Y no estaba seguro de si en ese momento sería bien recibido en la comisaría. En su imaginación, la dinámica había cambiado. Los compañeros de Sammi, unas personas a las que había considerado sus amigos, podrían pensar mal de él.
Maldita fuera la pelea que habían tenido con Sammi. Había sido estúpida e intrascendente, pero ahora teñía todo lo demás con la ira y las acusaciones que había contenido. Y por encima de eso, lo que lo aterrorizaba era que aquellas palabras crueles gritadas con rabia pudieran ser las últimas que le hubiera dicho a la mujer que amaba.
Una llamada lo cambió todo. Cogió el móvil al segundo timbrazo. Era Tom.
—Eh, tío, barbacoa y cervezas en la comisaría. ¿Paso a recogerte?
Gavin titubeó.
—¿De verdad estoy invitado? —preguntó.
—Gavin, tío, eres uno más del grupo.
—Vale. Gracias. Encontraré el camino —respondió, feliz por ser incluido.

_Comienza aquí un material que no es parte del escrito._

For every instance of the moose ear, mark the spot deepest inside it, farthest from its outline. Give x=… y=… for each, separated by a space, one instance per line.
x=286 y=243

Se duchó rápidamente y se puso unos vaqueros y una camiseta. Camino de la puerta cogió una cazadora; se suponía que esa noche iba a hacer frío.
Era un paseo de dos minutos en coche, pero hizo todo el trayecto sumido en la inquietud. Ya no sabía qué parte de la angustia que sentía se debía a la desaparición de Sammi, y cuánta a la situación a la que se había visto arrastrado. En cuanto se acercó a la parte posterior del apartamento policial, media docena de agentes se acercaron a darle la bienvenida y unas palmadas en la espalda, lo que hizo que su tensión se disipara un tanto. Shane había estado en lo cierto: ellos estaban de su parte.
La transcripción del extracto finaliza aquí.